Sunday, September 5, 2010

Machete


I’m on a pretty good roll lately as far as movies being exactly what I want them to be. “The Expendables” was a solid attempt to recreate a 1980s style action flick driven by a big name, or many big names in this particular case. “Piranha 3D” was completely over the top fun, full of tens of thousands of gallons of fake blood, and equally fake naked breasts. Both did exactly what I wanted them to do, and I enjoyed them thoroughly. Robert Rodriguez’s “Machete” fits nicely alongside those two films.

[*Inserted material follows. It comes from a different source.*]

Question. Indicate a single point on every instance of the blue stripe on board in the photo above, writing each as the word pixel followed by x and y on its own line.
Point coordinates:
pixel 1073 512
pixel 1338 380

Going into “Machete” you know what to expect, and you know you want to see. You want to see things like a giant, heavily tattooed, beast-man hack people up with a comically large machete. Rodriguez and co-director Ethan Maniquis do not disappoint on that front. Before the credits, Machete (perennial supporting player, general badass, and the most awesomely grizzled man ever, Danny Trejo) severs more heads than you can count, and lops off a hand holding a revolver, picks it up, fires it with the hand still gripping the gun, and discards it because he prefers the up close and personal feel of killing a man with a large knife. Then he runs around for a while with a naked woman over his shoulder and, you guessed it, a machete in his other hand. It is the perfect way to begin a movie.
“Machete” is an even better take on the drive-in/grindhouse style of than Rodriguez’s “Planet Terror”. When you first saw the fake “Machete” trailer you said to your buddies, “Man, wouldn’t it be rad if that was a real movie?”, but you secretly thought that there was no way a full-length feature could live up the condensed mayhem of the trailer. Well, I’m here to tell you that it can, does, and goes even farther than your warped little mind ever dreamed.
Machete is a Federale who is driven by honor and what is right rather than what the law and his corrupt bosses tell him to do. This leads him astray of drug kingpin Torrez, played by Steven Seagal, who, despite his ridiculous Mexican accent, is pretty great in this role. Torrez is in cahoots with Booth (Jeff Fahey) who is in cahoots with Senator John McLaughlin (Robert DeNiro, who is having a blast) who is in cahoots with Stillman (Detective Sonny Fucking Crockett himself, Don Johnson), a vigilante border guard.
Machete is betrayed by his government, his family is murdered, and he is left for dead. He makes his way across the border into Texas with help from the Network, a group headed by Michelle Rodriguez as a mysterious revolutionary figure, that helps people sneak into the US, and is run out of a taco truck. Rodriguez with an eye-patch and a big ass gun is one of the most absurdly hot things I’ve ever seen movies.
Machete is hired by Booth to assassinate the Senator, only to be betrayed yet again. He is set up and has to go underground in order to sate his thirst for vengeance. Jessica Alba shows up as a conflicted immigration officer, Cheech Marin is a priest/Machete’s brother, Tom Savini plays a hitman with a 1-800 hotline, and Lindsey Lohan is, well, a caricature of herself as a meth addicted party-girl porn-star.
“Machete” starts out at a dead run and doesn’t bother to slow down. There is a lot of story for a movie that never goes more than a few minutes between moments of absurd and brutal violence, like Machete swinging from a goon’s entrails, and the characters aren’t as flat as you might expect given the genre and tone.
Rodriguez has a keen eye for action. Even in his insanely low-budget “El Mariachi” his framing and camera moves add a stylistic flourish that is missing in a lot of modern action films. He likes to actually show the action, and even when scenes move at a frenetic pace they are clear and fluid instead of jumbled and confusing. It is a nice change from muddy fight scenes full of disorienting, rapid-fire editing.
At one point there is even a fleet of tricked out low-riders that bring to mind “Mad Max” style battlewagons with hydraulics.
My only knock on “Machete” is the CGI gore. Instead of using physical effects, which is weird since there’s a makeup guru like Tom Savini in the cast, they rely on digital gunshot wounds and machetes piercing through torsos. Unfortunately this is getting more and more prevalent these days, so I’m pretty sure it’s just something I’ll have to get used to.
Aside from that one complaint, “Machete” has everything I could possibly want—hot women, big guns, scary dudes, shootouts, knife fights, torture, and completely unnecessary explosions. It feels like exactly the type of movie that Rodriguez and company set out to make. I want to see it at a drive-in as part of a double feature with “Piranha 3D”.